Он запустил в ее космы пятерню, зажал в кулак затрещавшие волосы, выдохнул умоляюще:

— Анфиска! Сволочь… Все прощу — перестань с ним только. Отринь от души.

Он ждал, в глазах его было унижение. Даже заискивающее лилось что-то из глаз.

— Не могу, — сказала она тихо, обессиленно, будто прощаясь с жизнью.

Он застонал, отшвырнул ее в сторону. Она упала в траву, приминая мелкий кустарник. И долго чувствовала, как больно ноет шея…

Теперь ныла вся душа, все тело. Почему, почему она тогда не отринула Федора из сердца, как вот теперь? Любила?
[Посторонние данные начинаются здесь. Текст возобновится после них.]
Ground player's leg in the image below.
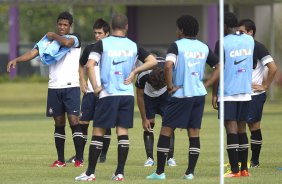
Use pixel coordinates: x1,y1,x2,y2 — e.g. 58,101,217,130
75,127,106,181
143,119,155,166
167,131,176,166
111,96,134,181
51,115,67,167
184,96,205,179
238,121,249,175
47,88,67,167
248,122,261,167
65,87,84,166
100,128,111,163
247,93,266,167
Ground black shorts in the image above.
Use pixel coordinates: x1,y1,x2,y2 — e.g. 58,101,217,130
46,87,80,117
93,96,134,128
219,101,250,121
247,93,266,123
162,96,205,129
80,92,98,121
144,91,169,119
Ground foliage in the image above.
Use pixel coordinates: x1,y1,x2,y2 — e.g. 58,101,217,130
0,4,126,43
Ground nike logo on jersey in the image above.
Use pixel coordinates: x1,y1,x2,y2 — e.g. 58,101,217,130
188,62,200,67
113,60,126,65
234,58,247,65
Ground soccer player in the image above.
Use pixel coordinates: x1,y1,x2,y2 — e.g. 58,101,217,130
213,12,255,177
75,14,157,181
238,19,277,168
67,18,112,164
146,14,220,180
135,56,177,167
7,11,84,167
Может, это и любовь была, да только не человеческая. Звериное у нее было что-то к нему, скотское. А он пользовался, он не жалел ее. Ни ее, ни Анну, жену свою. Он вообще баб не жалеет, не люди они для него… Не жалеет он баб!

Эта мысль вдруг поразила чем-то Анфису, она затаила даже дыхание. Вот ведь! — мелькнуло у нее. Федор никогда не бил ее, пальцем не тронул. А не жалел никогда! Кирьян исхлестывал, избивал ее несчетно раз до потери сознания. А жалел, всегда жалел! В этом — разница, большая разница… Так кто же человек-то, кто человечнее — Федор или Кирьян?!

Анфиса задышала тяжело и быстро. Ей показалось, что она сделала какое-то важное открытие, без которого никогда бы не узнать и не решить — как и зачем ей жить дальше. Собственно, как и зачем жить дальше, неведомо и теперь, но все скоро, в ближайшие же дни, станет ясно, теперь уж обязательно станет, думала она. Не было раньше никакой щелочки, откуда бы пролилось на нее тепло, теперь появилась или появится… Только Кирьян перестал писать. Господи, что с ним приключилось-то? Писал он не часто, но раз в месяц-полтора приходило письмо. Сейчас нету ничего уже пятый месяц! Может, затерялось где по почтам. Обыкновенное дело — провалилось куда за стол, за ящик какой, в глухое место… Оно там лежит, а она ждет. Похоронной же нет, — значит, живой…

Стало светать, засинело окошко, а в комнате стояла прежняя густая темнота.

Опять пошел дождь, застучал торопливо в стекла, громыхнул где-то далеко гром, а потом уже почему-то сверкнула молния, осветив голые бледно-серые стены и потолок. Анфиса тут же и поняла, что это донесся гром не от этой вот, а от другой молнии, и стала ждать, когда снова загремит. Но ничего не загремело, только хлестанул сильный ливень, по тесовой, заплесневелой разноцветными лепешками грибков крыше кто-то грузный заплясал босиком, прогибая полусгнившие доски.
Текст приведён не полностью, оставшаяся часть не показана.